C'est - à mon avis - l'une des plus belles scènes du film. Terry Gilliam arrive à faire sortir la magie de n'importe quel lieu. il suffit de le laisser faire. C'est d'ailleurs l'une des rares choses qu'on l'a laissé faire, vu que ce film est une commande. Les Oulipiens disaient - avec justesse - que « la contrainte est libératrice. »
Encore une fois, ils ont raison. Il y a dans cette histoire plutôt convenue une émotion et une magie qu'on retrouve dans les films de Gilliam.
Jack Lucas (Jeff el Duderino Bridges) est un animateur de radio qui a eu une parole de trop. Résultat : un homme est entré dans un bar et a flingué à tout va avant de se tuer. Parmi les victimes, la femme du professeur Henry Sagan. Et Henry Sagan, c'est Parry.

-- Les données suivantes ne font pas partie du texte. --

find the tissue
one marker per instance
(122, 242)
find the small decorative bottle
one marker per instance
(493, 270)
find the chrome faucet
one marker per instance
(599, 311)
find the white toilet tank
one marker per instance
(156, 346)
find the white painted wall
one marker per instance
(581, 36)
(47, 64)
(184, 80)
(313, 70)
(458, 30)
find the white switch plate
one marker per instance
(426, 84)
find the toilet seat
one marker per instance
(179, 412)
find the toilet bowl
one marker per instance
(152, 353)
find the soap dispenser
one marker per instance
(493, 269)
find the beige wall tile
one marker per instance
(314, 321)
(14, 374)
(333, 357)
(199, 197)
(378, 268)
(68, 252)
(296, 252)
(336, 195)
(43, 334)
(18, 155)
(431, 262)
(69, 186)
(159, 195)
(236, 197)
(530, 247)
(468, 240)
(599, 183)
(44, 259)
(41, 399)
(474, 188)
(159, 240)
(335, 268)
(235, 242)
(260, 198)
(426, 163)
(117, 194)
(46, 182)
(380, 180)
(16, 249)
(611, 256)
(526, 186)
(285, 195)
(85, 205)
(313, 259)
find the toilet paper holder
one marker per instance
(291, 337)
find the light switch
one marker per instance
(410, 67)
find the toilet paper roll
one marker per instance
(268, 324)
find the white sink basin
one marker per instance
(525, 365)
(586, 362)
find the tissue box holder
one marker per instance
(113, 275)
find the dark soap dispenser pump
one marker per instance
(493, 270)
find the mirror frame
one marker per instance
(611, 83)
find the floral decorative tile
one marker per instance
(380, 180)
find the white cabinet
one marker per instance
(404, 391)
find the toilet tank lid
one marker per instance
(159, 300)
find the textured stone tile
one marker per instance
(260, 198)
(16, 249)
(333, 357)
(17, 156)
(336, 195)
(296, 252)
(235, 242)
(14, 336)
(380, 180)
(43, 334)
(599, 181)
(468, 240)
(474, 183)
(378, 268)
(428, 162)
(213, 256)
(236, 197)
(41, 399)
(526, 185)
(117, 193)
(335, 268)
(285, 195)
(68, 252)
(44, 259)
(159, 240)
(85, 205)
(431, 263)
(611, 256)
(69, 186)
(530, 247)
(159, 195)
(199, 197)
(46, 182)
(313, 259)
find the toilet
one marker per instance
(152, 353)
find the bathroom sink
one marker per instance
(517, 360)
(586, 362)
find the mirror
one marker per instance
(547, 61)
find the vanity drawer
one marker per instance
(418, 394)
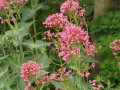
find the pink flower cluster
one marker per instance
(56, 21)
(29, 87)
(90, 50)
(29, 71)
(70, 39)
(61, 75)
(7, 8)
(87, 74)
(69, 6)
(45, 78)
(115, 45)
(94, 86)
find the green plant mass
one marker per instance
(59, 45)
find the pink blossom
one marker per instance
(115, 45)
(69, 6)
(29, 87)
(29, 70)
(56, 21)
(87, 74)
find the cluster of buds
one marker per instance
(115, 45)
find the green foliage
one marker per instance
(107, 30)
(107, 25)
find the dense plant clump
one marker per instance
(44, 50)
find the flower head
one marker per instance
(69, 6)
(29, 70)
(56, 21)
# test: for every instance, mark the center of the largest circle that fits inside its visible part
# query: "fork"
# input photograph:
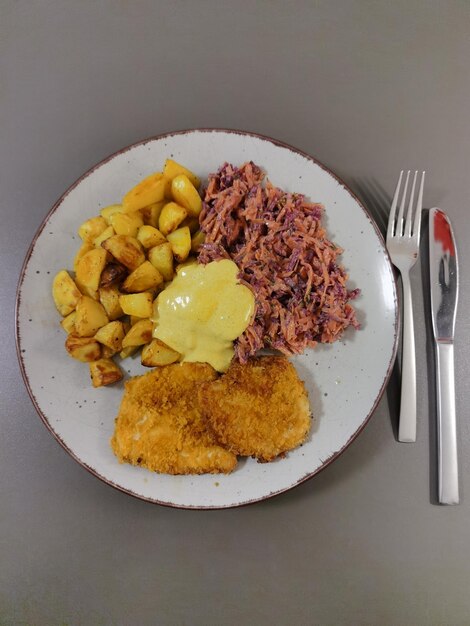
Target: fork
(403, 235)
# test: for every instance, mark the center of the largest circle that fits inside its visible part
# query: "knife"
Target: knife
(444, 285)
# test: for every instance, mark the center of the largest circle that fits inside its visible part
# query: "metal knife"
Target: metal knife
(444, 285)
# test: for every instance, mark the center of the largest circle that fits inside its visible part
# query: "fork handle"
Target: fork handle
(407, 424)
(448, 477)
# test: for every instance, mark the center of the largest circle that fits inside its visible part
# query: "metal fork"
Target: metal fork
(403, 246)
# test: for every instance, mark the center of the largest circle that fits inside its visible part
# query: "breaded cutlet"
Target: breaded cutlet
(161, 426)
(258, 409)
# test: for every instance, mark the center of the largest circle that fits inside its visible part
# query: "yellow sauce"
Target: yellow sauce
(202, 311)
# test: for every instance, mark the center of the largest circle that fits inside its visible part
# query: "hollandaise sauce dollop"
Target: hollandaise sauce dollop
(202, 311)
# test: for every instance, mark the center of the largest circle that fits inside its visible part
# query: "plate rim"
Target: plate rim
(89, 172)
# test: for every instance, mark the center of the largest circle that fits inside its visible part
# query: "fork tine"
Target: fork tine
(409, 214)
(393, 209)
(419, 208)
(399, 230)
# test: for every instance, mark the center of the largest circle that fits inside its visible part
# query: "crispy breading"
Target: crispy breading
(160, 424)
(258, 409)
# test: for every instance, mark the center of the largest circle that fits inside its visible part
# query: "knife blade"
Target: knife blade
(444, 287)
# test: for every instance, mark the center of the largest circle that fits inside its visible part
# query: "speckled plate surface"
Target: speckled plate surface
(345, 380)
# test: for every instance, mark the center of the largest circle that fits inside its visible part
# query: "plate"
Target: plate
(345, 380)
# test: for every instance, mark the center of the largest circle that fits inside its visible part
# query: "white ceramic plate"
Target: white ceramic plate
(345, 380)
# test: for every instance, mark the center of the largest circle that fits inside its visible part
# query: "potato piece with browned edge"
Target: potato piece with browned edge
(109, 298)
(151, 213)
(150, 236)
(111, 335)
(90, 316)
(93, 227)
(139, 304)
(157, 353)
(151, 189)
(173, 169)
(144, 278)
(126, 223)
(171, 217)
(180, 241)
(89, 270)
(65, 292)
(83, 349)
(104, 372)
(161, 257)
(186, 194)
(139, 334)
(127, 250)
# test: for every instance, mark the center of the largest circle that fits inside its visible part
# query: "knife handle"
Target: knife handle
(448, 482)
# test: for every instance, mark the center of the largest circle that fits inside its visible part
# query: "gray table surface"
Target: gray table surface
(368, 88)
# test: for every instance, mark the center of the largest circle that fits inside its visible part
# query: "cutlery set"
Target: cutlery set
(403, 238)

Depuis, c'est la descente aux enfers, auprès d'Anne (Mercedes Ruehl), bien bonne d'avoir récupéré une telle épave.
Mais cette épave n'a pas encore touché le fond. et au moment où elle le fait, au moment où soit on coule définitivement, soit on prend appui pour remonter, intervient Parry et son armée de clochards.
Alors Jack va découvrir qui est Parry et malgré lui, l'aider. Vraiment.
Jack fait partie de ces héros égoïste, égocentrique, égotique... Bref, c'st tout de même un sale type. Mais heureusement, il rencontre le professeur Sagan. Va alors commencer une thérapie bilatérale. Chacun va se nourrir de l'autre, lui parler, l'écouter, essayer de le comprendre et de l'aider.
Mais cette thérapie ne suffit pas. Il y a un but suprême à cette rencontre : une quête. LA Quête : le Graal. Et comme toujours, la route vers le Graal est semée d'embûche, en l'occurrence le Chevalier Rouge, un ennemi redoutable.
Mais, seul Parry voit ce Chevalier Rouge...
Il n'intervient pas très souvent : à chaque fois que Parry est heureux ou en passe de l'être.
Il y a un parallèle évident entre Parry et Sam Lowry, le héros de Brazil :
- Lowry s'enfonce dans les ennuis, alors il s'endort et rêve. C'est sa seule façon d'échapper au cauchemar quotidien.
- Parry a une vie nulle, dans la rue. Mais à chaque fois que sa vie va s'éclairer, le rêve le prend éveillé pour l'empêcher d'accéder à ce bonheur promis.
Mais Jack est là. et Jack, en sauvant Parry ne cherche qu'une chose : se sauver lui-même. Je vous l'ai dit, c'est un égoïste. Mais alors qu'il pensait s'en tirer avec quelques billets lâchés à un pauvre clodo, il se retrouve impliquer dans une quête mystique et médiévale dont il ne pourra pas sortir indemne. Comme dans toute belle histoire, le héros finira transfiguré. Il n'est plus lui-même. Il est devenu quelqu'un d'autre, de meilleur : la fameuse rédemption chère aux Américains !
Toujours est-il que cette rédemption passe par New York. Une autre ville. Pas celle de Woody Allen ou Scorsese (et les autres). Non. C'est une ville pleine de mystère où chaque coin de rue recèle ses mystères dissimulés par des nappes de brume opportunes.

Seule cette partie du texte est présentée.